Além do dinheiro recebido em troca da sua força de trabalho, todo ano meu pai e os outros funcionários recebiam uma cesta de Natal como reconhecimento à dedicação aos negócios da família portuguesa. Na pesada cesta que pai trazia para casa de ônibus havia um pacote de passas, um vidro de azeitonas, uma caixa de bombons, alguns itens de que não me lembro, torrones, jujubas, um panetone barato e uma indefectível garrafa de Sidra ou Espuma de Prata. Por uns três anos, após a chegada de Collor ao poder e à abertura do mercado brasileiro ao exterior, a coisa se sofisticou e os espumantes foram provisóriamente substituídos por garrafas azuis de vinho Liebfraumilch (que, traduzindo, significa Leite de Mãe, de onde se deduz tudo. Como na época havia poucas opções nacionais à disposição do brasileiro médio, o alemão fez um grande sucesso, iniciando-nos nos segredos da enologia, o que possibilitou o advento das tábuas de queijo e cantadas envolvendo foundue. Isso, contudo, não durou muito e logo voltamos a Sidra).

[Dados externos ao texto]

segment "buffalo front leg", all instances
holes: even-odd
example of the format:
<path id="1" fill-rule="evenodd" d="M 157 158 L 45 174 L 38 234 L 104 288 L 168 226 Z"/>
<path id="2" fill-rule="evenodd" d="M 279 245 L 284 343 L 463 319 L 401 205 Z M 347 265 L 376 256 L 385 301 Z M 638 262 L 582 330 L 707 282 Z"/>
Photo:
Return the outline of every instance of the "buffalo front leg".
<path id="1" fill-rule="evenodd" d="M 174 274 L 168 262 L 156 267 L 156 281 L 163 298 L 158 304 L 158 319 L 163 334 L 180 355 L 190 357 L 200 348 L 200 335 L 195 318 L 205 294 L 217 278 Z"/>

A cesta devia ser dada como um verdadeiro ato de generosidade patronal, mas nunca entendi porque os chefes não entregavam aos seus funcionários o dinheiro correspondente para que os próprios comprassem o que quisessem ao invés de pagar para quem uma empresa comprasse torrones e jujubas de Natal)
Como é de conhecimento geral, a maioria das criaturas que habitam o litoral brasileiro não dão aos festejos natalinos a mesma importância que dão ao Reveillón. Por isso, se fôssemos bancar a família feliz estourando a champagne genérica para a foto, a ocasião seria a comemoração do Ano-Novo. A questão é que, na maioria das vezes, meu pai ou estava trabalhando ou estava tentando vencer o trânsito e voltar para casa após mais um dia de trabalho. De forma que as garrafas nunca eram abertas e terminavam indo parar em um armário, deitadas como se fossem vinhos caros acondicionados em uma adega climatizada. Os anos passaram, as garrafas se tornaram um acervo sem qualquer valor ou sabor, seus rótulos amarelados. Quando chegaram a vinte, meu pai se aposentou.
O paradoxo é que, ao deixar de trabalhar para a família de portugueses, meu pai viu não só a sua situação financeira, mas a própria economia do país se estabilizar. E tal como outros 30 milhões de brasileiros, conheceu a sensação de ascender um degrau que fosse na escala social. Aos iogurtes que, graças às doze horas diárias de trabalho, nunca faltaram em casa, acrescentamos ocasionais garrafas de vinho chileno e, vez ou outra, um português. Dentro da desigual ótica brasileira, acho até que já podemos nos dizer classe média. Com isso, não só os hábitos de consumo mudaram como a própria compreensão da realidade. O que não mudou foi o fato de eu, ainda hoje, ouvir vozes sussurrando conceitos ultrapassados como luta de classes e mais-valia sempre que vejo um rótulo de Sidra.
Por isso, foi como um ato de libertação, uma alforria, algo como a lei áurea, estourar, ontem, todas as garrafas que havia na casa dos meus pais e, sob o olhar consternado da minha mãe, despejar o conteúdo na privada. "Será que não é bom para temperar uma carne?", ainda tentou me impedir ela.